How the power of the crowd will transform business
One revolution that’s in the making today is that of the crowd. There’s lot of literature around it but it hasn’t yet transformed business in the way i think it inevitably will.
The staffing industry today is a whopping $450 Bn market. Of that only a mere $1Bn has been captured online. That’s 0.2% penetration.
If we compare that with commerce which leads services, there’s somewhere between 10-15% of the total value of commerce transacted online today and that’s projected to increase to over 50% in the next decade.
In relative terms the market of eServices is where eCommerce was in 1996!
So there is little doubt that this will grow liver time. The question is how will it impact business? And why hasn’t it already taken off in a much bigger way
Well first its because businesses are stuck in old ways of doing business. Old habits die hard especially with larger businesses. Which is why those that have adopted the power of the crowd are the startup & tech communities and the SMB sector that’s more nimble
The real transformation however will come when that trickles up into corporate America.
And for that to happen there is still a lot of friction that needs to be removed to embrace mass adoption.
Just as the first wave in commerce was getting inventory online and building tools that allow that inventory to become discoverable and then deliverable, the same will happen with services.
Currently we are just at the phase of getting inventory online, making it discoverable and building workflows which are the equivalent of a distribution system in commerce. They get the stuff from provider to customer.
Unlike in commerce however where one distribution system can be leveraged to massive scale to deliver anything from a hair pin to a kitchen table in very much the same way, in services the difficulty is that bespoke workflows are needed across that spectrum of end deliverables.
The way a logo gets done online is not the same way a building or urban area is designed.
And I have no doubt that all work will have a touch point online and on mobile devices within a decade. They may not be executed 100% in the cloud but for sure the cloud will be leveraged to make the process smarter, more efficient and get a better result.
The reason i have no doubt this will happen is that it just delivers orders of magnitude value creation to the customer.

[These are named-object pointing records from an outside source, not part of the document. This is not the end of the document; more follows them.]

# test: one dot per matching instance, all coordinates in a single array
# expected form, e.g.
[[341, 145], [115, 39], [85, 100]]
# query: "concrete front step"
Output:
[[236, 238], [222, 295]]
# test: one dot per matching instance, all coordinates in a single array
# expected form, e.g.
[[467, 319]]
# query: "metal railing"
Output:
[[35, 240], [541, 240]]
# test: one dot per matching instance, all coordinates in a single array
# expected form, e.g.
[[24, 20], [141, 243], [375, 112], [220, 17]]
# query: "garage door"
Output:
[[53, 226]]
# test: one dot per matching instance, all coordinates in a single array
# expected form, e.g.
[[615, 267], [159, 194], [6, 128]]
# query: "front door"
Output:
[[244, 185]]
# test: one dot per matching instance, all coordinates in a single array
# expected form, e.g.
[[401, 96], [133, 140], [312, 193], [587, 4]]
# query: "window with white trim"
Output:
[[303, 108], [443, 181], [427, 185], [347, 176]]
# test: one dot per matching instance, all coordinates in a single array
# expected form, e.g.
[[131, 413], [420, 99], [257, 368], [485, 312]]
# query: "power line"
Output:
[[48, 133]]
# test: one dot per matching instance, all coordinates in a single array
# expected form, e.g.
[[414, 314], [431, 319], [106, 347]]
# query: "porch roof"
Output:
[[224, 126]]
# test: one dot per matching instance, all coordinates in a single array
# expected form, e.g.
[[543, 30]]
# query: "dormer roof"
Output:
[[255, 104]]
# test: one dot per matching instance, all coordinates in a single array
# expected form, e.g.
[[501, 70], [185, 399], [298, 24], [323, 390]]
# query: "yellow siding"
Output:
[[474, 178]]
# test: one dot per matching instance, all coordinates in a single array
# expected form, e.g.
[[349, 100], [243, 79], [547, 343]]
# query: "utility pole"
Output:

And whenever that happens its like gravity. Water will trickily down the mountain eventually, how fast it gets to the sea will depend on how high the mountain is and the obstacles met on the way. But you cannot defy gravity for ever
So what lies ahead for eServices ?
I think that a portfolio of tools will become mainstream in business much like apps today that have in such a short time become indispensable to us, from Gmail to tools for perfuming surveys, managing our notes like Evernote, Skype and so much more
I believe that we will have a series of such tools that plug into the power of the crowd in the cloud in different ways. Its like having expertise on tap. You just turn it up when you need more and down when you don’t.
Today the accepted dogma is that online means cheaper. It’s associated with cost saving. That’s what the thesis for commerce was as well a decade ago. Now that’s shifted to convenience, diversity and speed. eCommerce companies are racing to go more hyper local, more real time and offline and online are converging.
These are trends that i think make a lot of sense and will happen in eServices as well. Hyper-locality, speed, diversity and convenience bundled together will bring 10x value generation to the customer to the point where price is irrelevant.
What are we at PeoplePerHour doing about this ?
Our business is entering a nice turning point today where its going from a startup to a sustainable, mature business, which is growing via network effects. It took us a good 5 years to get there
The next goal for us is to prove that we can deploy creative destruction in this space. Reinvent ourselves again and again so that we can lead by innovation. Develop all these tools that I mention above which are bound to be invented and bound to disrupt business.
This is no easy feat. But if it was it wouldn’t be so interesting. An easy challenge is not worth getting out of bed for.
2014 began with this goal in mind. And I feel reborn again. Ready for new products launches, new challenges, to reinvent and disrupt.